Friday, December 9, 2011

organ donor market

As a firm believer in the right of an individual to make bad decisions I was in for a rude awakening when I realised the inconsistency of my opposition to organ selling with my belief that prostitution and drug use should be legal.

organ-donor-cardAlexander Berger, a research analyst for GiveWell, begins his article in NYT rather abruptly:

On Thursday, I will donate one of my kidneys to someone I’ve never met. Most people think this sounds like an over-the-top personal sacrifice. But the procedure is safe and relatively painless. I will spend three days in the hospital and return to work within a month. I am 21, but even for someone decades older, the risk of death during surgery is about 1 in 3,000. My remaining kidney will grow to take up the slack of the one that has been removed, so I’ll be able do everything I can do now. And I’ll have given someone, on average, 10 more years of life, years free of the painful and debilitating burden of dialysis.

Here’s the solution he endorses:

A well-regulated legal market for kidneys would not have any of these problems. It could ensure that donors were compensated fairly — most experts say somewhere in the ballpark of $50,000 would make sense. Only the government or a chosen nonprofit would be allowed to purchase the kidneys, and they would allocate them on the basis of need rather than wealth, the same way that posthumously donated organs are currently distributed. The kidneys would be paid for by whoever covers the patient, whether that is their insurance company or Medicare. Ideally, so many donors would come forward that no patient would be left on the waiting list.

In the end, paying for kidneys could actually save the government money; taxpayers already foot the bill for dialysis for many patients through Medicare, and research has shown that transplants save more than $100,000 per patient, relative to dialysis.

I am for legalizing prostitution and decriminalizing drug use for many reasons, chiefly because they should be personal choices and those we think of as “victims” would get better protection if their choice to victimize themselves would be legal – i.e., their choice would not push them outside the law. And yet I was instinctively opposed to organ donation not realizing that my position made no sense. The Economist states this succinctly:

It is odd that we consider this ethical dilemma when presented with the idea of organ sales, yet largely ignore it when considering similar transactions. What is so different about paying a young man for his kidney and paying him to go off to war or perform any number of jobs that harm his health? All rely, to some extent, on the desperation of the lower-class. In the mid-2000s, as the Iraq war reached its bloody peak, the Pentagon recruited heavily in economically depressed areas. And black-lunged coal miners are rarely the sons of millionaires. Yet there is something icky about organ sales that seems to set it apart.

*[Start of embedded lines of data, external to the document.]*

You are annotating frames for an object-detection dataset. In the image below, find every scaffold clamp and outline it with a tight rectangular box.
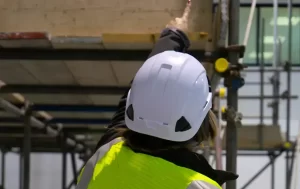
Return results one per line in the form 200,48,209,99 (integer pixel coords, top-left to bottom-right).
222,107,243,127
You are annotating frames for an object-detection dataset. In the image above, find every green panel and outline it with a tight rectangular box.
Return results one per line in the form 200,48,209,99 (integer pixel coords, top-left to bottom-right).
239,7,257,64
261,8,300,65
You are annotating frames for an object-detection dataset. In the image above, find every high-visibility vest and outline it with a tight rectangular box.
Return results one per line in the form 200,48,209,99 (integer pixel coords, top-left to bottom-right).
76,138,221,189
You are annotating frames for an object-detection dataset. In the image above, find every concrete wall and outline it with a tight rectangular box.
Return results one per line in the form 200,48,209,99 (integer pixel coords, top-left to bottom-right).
0,0,212,35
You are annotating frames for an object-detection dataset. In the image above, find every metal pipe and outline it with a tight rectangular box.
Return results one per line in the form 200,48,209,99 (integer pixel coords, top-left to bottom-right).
70,152,78,183
243,68,300,73
0,99,85,151
285,0,293,189
258,18,265,149
1,150,6,188
270,157,275,189
60,133,67,189
19,153,24,189
23,103,32,189
226,0,240,189
272,0,278,69
241,151,282,189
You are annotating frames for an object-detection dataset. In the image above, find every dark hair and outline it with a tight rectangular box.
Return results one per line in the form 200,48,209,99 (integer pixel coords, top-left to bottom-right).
118,111,218,153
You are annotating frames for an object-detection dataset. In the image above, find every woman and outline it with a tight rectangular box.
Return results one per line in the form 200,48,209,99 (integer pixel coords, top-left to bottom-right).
77,3,238,189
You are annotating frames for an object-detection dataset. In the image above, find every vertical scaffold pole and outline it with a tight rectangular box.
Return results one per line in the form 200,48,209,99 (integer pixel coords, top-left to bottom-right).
226,0,240,189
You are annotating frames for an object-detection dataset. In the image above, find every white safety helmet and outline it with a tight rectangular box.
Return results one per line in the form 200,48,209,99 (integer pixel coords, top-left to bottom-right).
125,51,212,142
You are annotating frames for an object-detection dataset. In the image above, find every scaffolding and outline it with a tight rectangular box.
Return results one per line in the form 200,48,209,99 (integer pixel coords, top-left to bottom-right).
0,0,300,189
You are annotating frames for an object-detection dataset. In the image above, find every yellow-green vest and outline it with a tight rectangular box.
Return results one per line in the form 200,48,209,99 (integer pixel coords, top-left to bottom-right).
76,137,221,189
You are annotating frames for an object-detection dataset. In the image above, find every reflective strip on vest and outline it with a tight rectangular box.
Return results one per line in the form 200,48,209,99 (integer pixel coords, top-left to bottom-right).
76,138,221,189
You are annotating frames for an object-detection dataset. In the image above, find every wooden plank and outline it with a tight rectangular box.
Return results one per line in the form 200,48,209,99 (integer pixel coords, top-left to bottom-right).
65,61,117,86
102,33,154,49
223,125,283,150
0,60,37,84
0,32,51,48
51,36,104,49
111,61,143,86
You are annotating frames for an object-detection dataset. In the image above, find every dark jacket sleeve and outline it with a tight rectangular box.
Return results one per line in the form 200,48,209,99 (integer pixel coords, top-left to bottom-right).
96,28,190,149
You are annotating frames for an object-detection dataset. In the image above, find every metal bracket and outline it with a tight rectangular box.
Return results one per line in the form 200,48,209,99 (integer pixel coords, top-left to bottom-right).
222,107,243,127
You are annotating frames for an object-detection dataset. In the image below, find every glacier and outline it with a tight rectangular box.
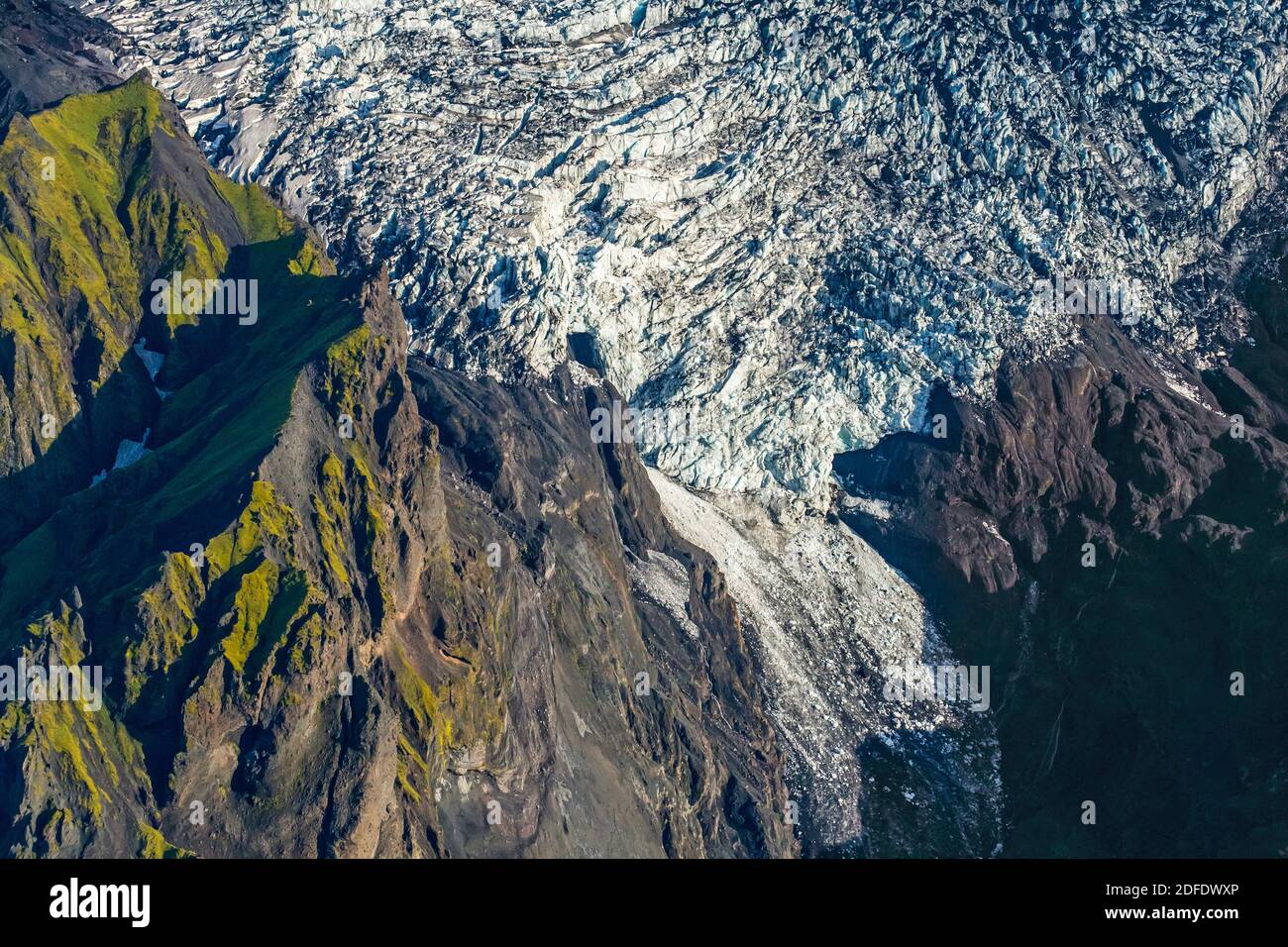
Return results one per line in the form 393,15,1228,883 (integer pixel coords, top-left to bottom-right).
82,0,1288,505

I’m not a wide-eyed idealist: this emergent media blitz is probably driven by old farts who are tired of being fleeced for new organs. Perhaps the well-publicized health problems of Steve Jobs have also helped.

Such “donations” will happen anyway, but insofar as it is illegal, it’s opportunists and criminals who will benefit the most, while the poor donors, who the laws are seemingly trying to protect, will get screwed.

Sources / More info: eco-organ, bloomberg, nyt-sell, wp-pentagon

1 comment:

  1. Why the hell shouldn't people be allowed to sell organs to each other? And why shouldn't they be allowed to choose who gets THEIR organ?